タケさんの気楽に行こうよ道草人生の続編です。

何が気になる?何を気にしている?3

センサーは、嫌な不快なことも当然検知する。セクハラ、パワハラ、いじめ問題等、多くの人権問題に共通する点は、そもそもそのことを問題として感知できるか?という出発点での大きなズレだろう。
財務省事務次官によるセクハラが話題になり、被害者は名乗り出てくださいと大臣が公言する。それが素知らぬ顔で可能なのは、被害者が感じている不快感、差別感がまるっきり共有できないからだ。
まず、個人の資質に発言の原因が考えられる。これはかなり処置に困る。警察が検挙する犯罪と違うところは、悪いことかどうか?本人の自覚がないことだ。国会での答弁にもその一端が伺える。
二次的な原因として、権力を持ったことによる感性の磨耗、男性優位な集団での非常識な日常を考えてみたい。財務省官僚は、今も昔もエリート中のエリートである。なぜなら国家予算の実際の振り分けは、政治家を経由して彼らに委ねられているからだ。当然、高い事務処理能力が求められる。いわゆる頭がいい人たちである。なぜ頭がいいはずの彼らが、ここまで鈍感なのか?財務省をはじめとする官公庁の職場実態はどうなっているのだろうか?

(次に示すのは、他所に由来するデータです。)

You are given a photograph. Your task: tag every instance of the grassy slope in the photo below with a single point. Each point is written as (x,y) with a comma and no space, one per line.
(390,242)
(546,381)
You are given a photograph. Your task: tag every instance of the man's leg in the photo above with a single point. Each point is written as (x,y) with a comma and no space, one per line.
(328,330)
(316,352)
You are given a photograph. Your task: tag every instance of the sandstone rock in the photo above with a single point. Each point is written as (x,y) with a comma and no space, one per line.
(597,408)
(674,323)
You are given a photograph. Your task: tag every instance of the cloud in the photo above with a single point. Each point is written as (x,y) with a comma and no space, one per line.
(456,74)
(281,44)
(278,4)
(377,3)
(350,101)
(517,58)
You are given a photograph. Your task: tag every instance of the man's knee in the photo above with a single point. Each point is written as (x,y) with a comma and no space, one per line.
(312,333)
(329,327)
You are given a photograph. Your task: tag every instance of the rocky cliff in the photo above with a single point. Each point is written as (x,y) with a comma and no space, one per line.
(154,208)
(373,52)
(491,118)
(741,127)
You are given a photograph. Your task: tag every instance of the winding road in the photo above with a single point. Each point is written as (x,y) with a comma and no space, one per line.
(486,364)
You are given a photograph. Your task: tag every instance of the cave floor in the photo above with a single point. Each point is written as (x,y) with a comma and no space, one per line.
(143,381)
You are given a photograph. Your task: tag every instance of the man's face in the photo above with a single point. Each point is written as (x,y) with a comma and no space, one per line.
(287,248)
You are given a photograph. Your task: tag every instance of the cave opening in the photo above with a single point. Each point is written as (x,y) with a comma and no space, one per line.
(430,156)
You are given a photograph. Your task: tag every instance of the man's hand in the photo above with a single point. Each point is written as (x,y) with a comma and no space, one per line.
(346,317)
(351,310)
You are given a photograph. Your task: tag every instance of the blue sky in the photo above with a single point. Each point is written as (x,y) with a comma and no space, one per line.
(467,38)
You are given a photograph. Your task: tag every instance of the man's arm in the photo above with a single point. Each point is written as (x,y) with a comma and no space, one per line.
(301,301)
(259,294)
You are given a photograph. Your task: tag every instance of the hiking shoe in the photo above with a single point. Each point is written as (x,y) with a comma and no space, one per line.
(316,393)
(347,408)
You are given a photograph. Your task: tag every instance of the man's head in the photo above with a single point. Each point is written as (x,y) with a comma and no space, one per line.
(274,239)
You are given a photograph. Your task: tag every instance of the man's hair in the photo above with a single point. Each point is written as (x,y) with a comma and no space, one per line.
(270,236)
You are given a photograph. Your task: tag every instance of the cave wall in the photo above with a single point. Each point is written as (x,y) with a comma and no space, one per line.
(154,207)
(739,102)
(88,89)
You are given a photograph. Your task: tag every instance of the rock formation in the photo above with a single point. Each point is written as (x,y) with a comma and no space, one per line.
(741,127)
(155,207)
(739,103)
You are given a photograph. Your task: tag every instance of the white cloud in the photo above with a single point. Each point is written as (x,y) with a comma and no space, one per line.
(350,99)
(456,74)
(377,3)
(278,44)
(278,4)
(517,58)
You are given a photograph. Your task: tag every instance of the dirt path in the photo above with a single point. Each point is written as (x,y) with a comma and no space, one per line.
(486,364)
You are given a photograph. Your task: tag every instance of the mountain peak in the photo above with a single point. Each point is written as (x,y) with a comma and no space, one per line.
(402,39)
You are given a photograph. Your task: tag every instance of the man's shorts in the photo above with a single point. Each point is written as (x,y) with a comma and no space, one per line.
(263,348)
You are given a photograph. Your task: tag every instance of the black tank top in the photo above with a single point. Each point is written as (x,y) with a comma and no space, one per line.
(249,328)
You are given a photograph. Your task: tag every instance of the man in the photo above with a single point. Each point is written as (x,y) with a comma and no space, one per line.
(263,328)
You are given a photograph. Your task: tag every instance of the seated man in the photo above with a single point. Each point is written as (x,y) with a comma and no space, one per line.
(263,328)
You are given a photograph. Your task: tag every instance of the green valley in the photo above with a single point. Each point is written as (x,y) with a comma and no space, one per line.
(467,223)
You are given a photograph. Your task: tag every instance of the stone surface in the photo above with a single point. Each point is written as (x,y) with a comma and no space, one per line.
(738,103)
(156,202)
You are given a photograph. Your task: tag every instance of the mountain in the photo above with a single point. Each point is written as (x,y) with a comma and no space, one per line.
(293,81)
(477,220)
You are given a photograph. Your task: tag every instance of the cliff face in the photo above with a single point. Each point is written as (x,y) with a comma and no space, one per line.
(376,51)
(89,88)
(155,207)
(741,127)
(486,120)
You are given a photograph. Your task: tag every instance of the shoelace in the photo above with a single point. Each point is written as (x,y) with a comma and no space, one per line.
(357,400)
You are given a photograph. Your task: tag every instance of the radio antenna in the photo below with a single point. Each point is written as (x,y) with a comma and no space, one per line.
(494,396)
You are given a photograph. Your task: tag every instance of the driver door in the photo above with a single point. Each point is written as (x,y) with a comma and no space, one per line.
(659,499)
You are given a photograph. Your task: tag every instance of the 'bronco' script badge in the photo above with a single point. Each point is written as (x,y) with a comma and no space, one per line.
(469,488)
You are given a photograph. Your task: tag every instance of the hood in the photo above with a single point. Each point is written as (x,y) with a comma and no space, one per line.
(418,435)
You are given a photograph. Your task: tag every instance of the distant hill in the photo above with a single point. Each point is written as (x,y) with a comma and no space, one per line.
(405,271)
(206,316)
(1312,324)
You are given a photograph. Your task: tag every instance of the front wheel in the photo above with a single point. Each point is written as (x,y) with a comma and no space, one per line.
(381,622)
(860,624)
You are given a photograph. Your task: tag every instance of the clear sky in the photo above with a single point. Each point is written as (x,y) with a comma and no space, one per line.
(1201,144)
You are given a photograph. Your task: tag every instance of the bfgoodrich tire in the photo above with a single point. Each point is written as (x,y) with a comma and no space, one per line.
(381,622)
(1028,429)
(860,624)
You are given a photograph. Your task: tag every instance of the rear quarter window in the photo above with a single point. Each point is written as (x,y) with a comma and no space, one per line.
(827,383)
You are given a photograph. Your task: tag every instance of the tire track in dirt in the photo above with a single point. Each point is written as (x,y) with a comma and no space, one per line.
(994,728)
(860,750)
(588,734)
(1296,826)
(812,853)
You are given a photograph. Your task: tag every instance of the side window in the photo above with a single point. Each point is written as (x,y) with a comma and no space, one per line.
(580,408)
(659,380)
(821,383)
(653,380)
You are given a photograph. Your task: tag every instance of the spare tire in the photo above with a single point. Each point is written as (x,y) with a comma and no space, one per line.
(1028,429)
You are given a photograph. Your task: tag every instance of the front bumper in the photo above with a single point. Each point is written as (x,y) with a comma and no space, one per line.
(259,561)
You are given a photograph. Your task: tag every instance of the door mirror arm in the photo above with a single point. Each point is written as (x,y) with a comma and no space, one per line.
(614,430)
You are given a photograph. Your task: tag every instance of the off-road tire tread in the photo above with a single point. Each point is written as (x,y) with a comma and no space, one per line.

私はお友達に財務官僚がいないのでわからないけれど、彼らは職場内でどんな会話を交わし、休日はどのように過ごしているのだろうか?それが非人間的に追い込まれた生活であるならば即刻改善しなければならないと思う。
働き方改革という謳い文句が先行しているけれど、厳しいギリギリの状況で働かされているところに歪みが生じている。私が世話になっている教育現場然りである。潤いがある、最低限の自分らしさを保証してくれる職場でなくて、どうしてポテンシャルが発揮できるのだろう。

それでも、誠に残念ながら、セクハラ、パワハラは起きてしまうだろう(もちろん容認しているわけではない)し、告発されていないだけで、全国津々浦々で起きている。加害者を弁護する気持ちは毛頭ないけれど、人間は、体内に溜まった毒ガスを抜きながら、小爆発させながら、それなりに生き延びてきた生物なのだ。もちろん否定、改善しなければならないが、犯罪や戦争が地球上からなくならないのと同様に、ずっと悩み考え続けていかなければならない問題なのだとも思う。それは、法律を作ったから、道徳教育を充実させたからおしまいという話ではない。